A five-letter international code describes pacemaker function, three letters being in common usage: the first letter is the chamber paced (A = atrium; V = ventricle; D = dual, namely both A and V; O = none), the second letter is the chamber sensed and the third letter describes the algorithm used to integrate pacing and sensing functions. Most of children and teenagers will benefit from a dual-chamber pacing (DDD), allowing AV synchrony that is important to maintain ventricular filling and stroke volume [89, 96]. In infants with complete AV block and normal sinus node function, a single-chamber ventricular pacing (VVI or VDD) should be selected, because it requires only a unique lead (uni- or bipolar) thus reducing the risk of venous occlusion [89, 96].

In patients with conduction system disease undergoing pacemaker implantation, coexistent reentrant atrial tachycardias are common. Therefore, the implantation of devices with atrial antitachycardia pacing capability is reasonable [84]. This approach is more common as an adjunct to maze procedures and in conjunction with antiarrhythmic therapy [92].

Perspectives

To overcome the potential short- and long-term complications related to transvenous leads and subcutaneous pulse generators, new technologies enabling leadless cardiac stimulation have been developed and proved to be applicable and safe in experimental models and in some small human studies [52, 71, 82]. These ultrasound or induction technologies, based on leadless pacemakers, could be used to provide cardiac stimulation from the endocardium at selected sites. The absence of a transvenous lead and subcutaneous pulse generator could represent a paradigm shift in cardiac pacing. Future studies will need to address the safety/efficacy of alternate-site RV and LV pacing and the long-term outcomes of these new approaches. Although the continued development and success of electronic pacing are impressive, gene therapy for biological pacing is also a promising research field.

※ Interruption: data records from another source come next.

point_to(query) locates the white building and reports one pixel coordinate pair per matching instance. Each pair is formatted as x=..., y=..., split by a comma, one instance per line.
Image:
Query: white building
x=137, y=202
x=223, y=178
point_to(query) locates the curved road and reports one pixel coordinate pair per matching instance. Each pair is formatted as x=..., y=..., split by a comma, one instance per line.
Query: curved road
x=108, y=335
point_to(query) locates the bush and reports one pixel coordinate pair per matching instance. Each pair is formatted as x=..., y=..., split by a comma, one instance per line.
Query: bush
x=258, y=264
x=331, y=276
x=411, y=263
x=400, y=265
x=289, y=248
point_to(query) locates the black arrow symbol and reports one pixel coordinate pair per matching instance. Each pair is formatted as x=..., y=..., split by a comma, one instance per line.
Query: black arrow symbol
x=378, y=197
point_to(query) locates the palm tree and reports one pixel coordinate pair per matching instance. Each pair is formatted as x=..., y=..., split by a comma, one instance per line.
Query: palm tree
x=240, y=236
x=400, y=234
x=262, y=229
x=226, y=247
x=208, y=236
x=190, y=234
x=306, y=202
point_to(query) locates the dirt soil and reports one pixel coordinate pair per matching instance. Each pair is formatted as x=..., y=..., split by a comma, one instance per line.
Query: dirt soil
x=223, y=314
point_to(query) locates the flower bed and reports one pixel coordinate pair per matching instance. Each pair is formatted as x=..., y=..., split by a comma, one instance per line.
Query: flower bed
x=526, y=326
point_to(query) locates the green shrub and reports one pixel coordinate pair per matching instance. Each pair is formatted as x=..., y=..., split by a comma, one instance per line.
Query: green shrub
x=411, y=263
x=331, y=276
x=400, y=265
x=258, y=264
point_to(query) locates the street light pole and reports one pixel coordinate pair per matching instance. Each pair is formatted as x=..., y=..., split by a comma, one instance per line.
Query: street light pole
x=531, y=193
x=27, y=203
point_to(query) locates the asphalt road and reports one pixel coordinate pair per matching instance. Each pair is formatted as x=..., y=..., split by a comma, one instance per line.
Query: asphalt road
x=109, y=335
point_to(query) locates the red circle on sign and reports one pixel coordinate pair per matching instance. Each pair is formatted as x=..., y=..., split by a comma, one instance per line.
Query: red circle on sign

This approach might offer an alternative treatment for pacemaker-related infections in the future, with right ventricular intramyocardial injection of an adenoviral construct whose duration of effect is temporary, until such time as the infection is adequately treated and a new permanent pacemaker can be inserted [35, 74].

Conclusion

Although rare, congenital and childhood AV block is important treatable cause of morbidity and mortality in the young. This review crystallizes our contemporary understanding and management strategies, highlighting the ongoing investigation in all aspects of care related to this complex group of disorders. Much work is needed, especially with regards to the antenatal detection and treatment of congenital AV block, and on a genetic level, and it is evident that as new insights are gleaned, management strategies continue to evolve. Despite the many different etiologies, each with specific management and distinct outcomes, these patients can do well with a careful, considered approach to the diagnostic evaluation and management plan.